Consider this task:
const switchFileType = (str, type) => {
// probably nicer with a regex replace..
const pieces = str.split('.')
pieces.pop()
return pieces.join('.') + '.' + type
}
const throughUppercase = through(function (chunk, enc, cb) {
cb(null, chunk.toString().toUpperCase())
})
const uppercaser = task({
input: '*.lowercase',
output: '*.uppercase',
name: 'Uppercase Transform'
}, ({ input }) =>
fs.createReadStream(input)
.pipe(throughUppercase)
.pipe(fs.createWriteStream(switchFileType(input, 'uppercase')))
)
The operation
for this task will return a writable stream. Then dup.setWritable(operation)

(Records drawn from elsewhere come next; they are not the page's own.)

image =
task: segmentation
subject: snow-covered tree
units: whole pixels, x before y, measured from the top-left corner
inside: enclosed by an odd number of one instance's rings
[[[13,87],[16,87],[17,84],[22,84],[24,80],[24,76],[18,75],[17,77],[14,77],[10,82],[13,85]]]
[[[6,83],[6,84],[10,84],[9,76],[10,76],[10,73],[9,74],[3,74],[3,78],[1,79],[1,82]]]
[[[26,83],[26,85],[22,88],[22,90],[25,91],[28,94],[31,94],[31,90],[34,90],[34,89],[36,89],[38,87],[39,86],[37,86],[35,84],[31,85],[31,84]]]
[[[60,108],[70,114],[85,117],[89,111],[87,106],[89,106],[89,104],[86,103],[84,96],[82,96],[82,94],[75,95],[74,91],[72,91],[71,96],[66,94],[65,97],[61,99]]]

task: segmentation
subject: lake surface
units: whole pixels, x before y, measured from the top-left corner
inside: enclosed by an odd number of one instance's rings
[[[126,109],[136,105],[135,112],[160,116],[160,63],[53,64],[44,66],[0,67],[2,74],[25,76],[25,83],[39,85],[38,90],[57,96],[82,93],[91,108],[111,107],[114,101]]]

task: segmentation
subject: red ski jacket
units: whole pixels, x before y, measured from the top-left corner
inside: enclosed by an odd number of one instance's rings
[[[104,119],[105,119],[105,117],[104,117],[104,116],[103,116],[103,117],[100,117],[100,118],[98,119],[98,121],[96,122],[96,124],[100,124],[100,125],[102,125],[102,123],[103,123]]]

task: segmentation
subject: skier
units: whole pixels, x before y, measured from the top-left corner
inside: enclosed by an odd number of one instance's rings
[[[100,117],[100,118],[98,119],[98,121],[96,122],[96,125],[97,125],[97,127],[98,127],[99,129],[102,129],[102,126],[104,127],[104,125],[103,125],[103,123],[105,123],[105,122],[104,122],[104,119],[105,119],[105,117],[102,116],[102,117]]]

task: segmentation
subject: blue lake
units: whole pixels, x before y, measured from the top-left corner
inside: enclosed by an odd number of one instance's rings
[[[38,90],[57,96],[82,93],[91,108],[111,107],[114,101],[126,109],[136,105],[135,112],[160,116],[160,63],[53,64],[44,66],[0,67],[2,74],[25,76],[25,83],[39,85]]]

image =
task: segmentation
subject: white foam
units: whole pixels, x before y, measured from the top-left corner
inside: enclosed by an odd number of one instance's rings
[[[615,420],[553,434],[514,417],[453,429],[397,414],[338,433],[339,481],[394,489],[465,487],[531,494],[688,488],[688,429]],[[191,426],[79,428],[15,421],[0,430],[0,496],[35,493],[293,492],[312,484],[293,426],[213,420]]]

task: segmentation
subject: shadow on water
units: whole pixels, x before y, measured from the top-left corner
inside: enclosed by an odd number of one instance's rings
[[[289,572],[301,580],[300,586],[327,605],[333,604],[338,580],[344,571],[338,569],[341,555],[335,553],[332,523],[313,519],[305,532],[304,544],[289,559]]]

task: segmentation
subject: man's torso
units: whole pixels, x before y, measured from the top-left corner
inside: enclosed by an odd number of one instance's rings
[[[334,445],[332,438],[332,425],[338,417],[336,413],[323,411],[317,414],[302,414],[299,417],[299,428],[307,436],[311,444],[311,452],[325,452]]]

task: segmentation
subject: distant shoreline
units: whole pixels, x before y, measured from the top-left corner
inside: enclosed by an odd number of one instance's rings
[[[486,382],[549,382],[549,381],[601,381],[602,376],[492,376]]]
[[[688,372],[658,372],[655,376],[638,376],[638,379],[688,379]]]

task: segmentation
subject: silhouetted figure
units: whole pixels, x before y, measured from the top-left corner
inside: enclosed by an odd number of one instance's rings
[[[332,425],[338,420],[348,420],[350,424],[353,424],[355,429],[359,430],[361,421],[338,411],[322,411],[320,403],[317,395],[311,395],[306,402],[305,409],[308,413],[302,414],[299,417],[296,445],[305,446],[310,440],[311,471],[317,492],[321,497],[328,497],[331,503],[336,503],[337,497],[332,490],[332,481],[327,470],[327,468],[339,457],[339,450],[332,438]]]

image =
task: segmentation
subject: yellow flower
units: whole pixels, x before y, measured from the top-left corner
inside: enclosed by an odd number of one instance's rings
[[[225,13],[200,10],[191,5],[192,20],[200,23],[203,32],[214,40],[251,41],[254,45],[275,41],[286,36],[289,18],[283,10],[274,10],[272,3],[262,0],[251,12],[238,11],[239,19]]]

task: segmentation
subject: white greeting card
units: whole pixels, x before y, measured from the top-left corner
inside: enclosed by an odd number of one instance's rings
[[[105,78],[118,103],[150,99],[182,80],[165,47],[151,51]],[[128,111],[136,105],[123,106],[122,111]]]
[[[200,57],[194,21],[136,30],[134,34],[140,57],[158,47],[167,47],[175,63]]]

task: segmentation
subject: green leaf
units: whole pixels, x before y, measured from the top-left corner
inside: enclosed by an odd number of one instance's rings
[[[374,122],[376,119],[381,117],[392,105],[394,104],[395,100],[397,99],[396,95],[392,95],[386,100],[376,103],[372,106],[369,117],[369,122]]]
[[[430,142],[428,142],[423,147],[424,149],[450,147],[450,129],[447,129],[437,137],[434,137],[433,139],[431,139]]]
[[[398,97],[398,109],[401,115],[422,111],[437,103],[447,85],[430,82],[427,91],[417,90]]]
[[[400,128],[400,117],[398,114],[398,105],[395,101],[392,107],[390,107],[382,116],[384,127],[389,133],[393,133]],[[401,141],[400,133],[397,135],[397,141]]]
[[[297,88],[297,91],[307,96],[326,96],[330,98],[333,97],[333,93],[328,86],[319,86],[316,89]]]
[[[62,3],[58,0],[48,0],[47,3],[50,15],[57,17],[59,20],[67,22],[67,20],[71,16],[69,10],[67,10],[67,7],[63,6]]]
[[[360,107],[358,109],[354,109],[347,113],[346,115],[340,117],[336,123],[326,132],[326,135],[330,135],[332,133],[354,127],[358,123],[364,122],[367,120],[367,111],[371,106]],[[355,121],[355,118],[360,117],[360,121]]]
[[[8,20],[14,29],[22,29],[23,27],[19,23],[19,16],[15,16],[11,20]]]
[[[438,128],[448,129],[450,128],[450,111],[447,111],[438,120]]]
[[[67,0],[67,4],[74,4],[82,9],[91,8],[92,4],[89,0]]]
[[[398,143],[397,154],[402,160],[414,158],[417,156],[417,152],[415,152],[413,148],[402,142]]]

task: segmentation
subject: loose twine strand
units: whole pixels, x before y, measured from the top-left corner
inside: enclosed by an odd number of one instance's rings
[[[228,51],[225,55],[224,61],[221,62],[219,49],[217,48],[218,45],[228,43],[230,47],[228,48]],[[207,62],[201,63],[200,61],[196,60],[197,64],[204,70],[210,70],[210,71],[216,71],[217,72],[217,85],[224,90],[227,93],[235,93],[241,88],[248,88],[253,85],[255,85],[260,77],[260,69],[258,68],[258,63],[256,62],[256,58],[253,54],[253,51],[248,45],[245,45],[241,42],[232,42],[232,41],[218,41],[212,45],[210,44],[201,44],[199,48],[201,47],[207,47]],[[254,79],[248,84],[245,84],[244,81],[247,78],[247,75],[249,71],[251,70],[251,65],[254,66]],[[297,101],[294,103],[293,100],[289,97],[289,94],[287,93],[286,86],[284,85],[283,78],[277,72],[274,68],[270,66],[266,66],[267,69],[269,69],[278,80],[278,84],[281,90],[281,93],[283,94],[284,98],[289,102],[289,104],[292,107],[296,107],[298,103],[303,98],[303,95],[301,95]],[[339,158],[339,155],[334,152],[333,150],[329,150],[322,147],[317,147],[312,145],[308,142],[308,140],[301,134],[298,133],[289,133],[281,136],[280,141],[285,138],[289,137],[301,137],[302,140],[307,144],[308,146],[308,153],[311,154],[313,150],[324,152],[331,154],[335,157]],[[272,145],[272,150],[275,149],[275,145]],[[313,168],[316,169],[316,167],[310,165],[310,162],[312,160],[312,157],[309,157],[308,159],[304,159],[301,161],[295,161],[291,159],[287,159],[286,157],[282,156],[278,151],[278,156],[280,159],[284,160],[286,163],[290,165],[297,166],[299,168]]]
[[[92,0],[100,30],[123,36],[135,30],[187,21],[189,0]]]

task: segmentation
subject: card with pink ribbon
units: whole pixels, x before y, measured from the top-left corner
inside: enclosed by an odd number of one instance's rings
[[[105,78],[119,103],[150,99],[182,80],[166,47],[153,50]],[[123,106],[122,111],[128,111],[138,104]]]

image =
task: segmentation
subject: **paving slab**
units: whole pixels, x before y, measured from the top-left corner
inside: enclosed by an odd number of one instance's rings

will apply it to the task duplexify stream. Similarly for readable.
Then in the catchTask action, the purpose is to resolve once the operation has completed. It's called "catch" because it stops the task lifecycle action pipeline until the operation is completed, so that then resolve output and validate output can be ran.
After output is successfully validated (file is not empty, etc.), I set an _output
object in the duplex stream, and destroy the stream:
function finish(uid) {
stream._output = getTask(uid).resolvedOutput
stream.destroy()
// TODO not this
// 'destroy' may as well be 'breaksCompatibleWithStreamsModules'
stream.emit('destroy')
}
On destroy()
the duplex stream emits a close
. Then the lifecycle of a task is something like:
uppercase()
.on('destroy', function() {
console.log(this._output) // object with absolute path of output
}
and join
will use that to run tasks after each other, collect all the outputs into the "output dump", etc.
However, this breaks if the operator
itself throws a close
event, as what happens with child processes. My solution to this was (which only switched to the emit('destroy')
hack recently as I was hacking features into refactored code) was to add a function to the stream object, which could access things through a closure, and would run the output resolution and validations inside that function. On any "ending type" event - end, close, finish, you could call it. So the lifecycle for a task was:
uppercase()
.on('close', function() {
const output = this._output() // runs output resolution and validation now, but "outside" the task
console.log(output)
}
Which is better because it uses no made up events, but a little annoying because if you just do
if will not actually run the whole task lifecycle until this._output()
is called. Perhaps a taskWrapper
could auto call this, and then itself emit a close
.
Ideally:
someTask() // whole lifecycle contained inside here
.on('close', // or some otherwise standard event, end, finish, etc
function(this) {
console.log(this._output) // prepared resolved+validated output
})
This way task lifecycle is contained in one place without doing weird wrappers that would themselves need to emit close
, and the resolved output is available immediately when a task is "done".
I saw mention of a flush function, but perhaps only for a writable stream?
Also, operations
which are actually just duplex streams, like a transform, can be set as the duplex inside task
and forking/parallel should work as if task
is a regular duplex
; so the "catch finish" need not apply since no output files need to resolved to absolute paths.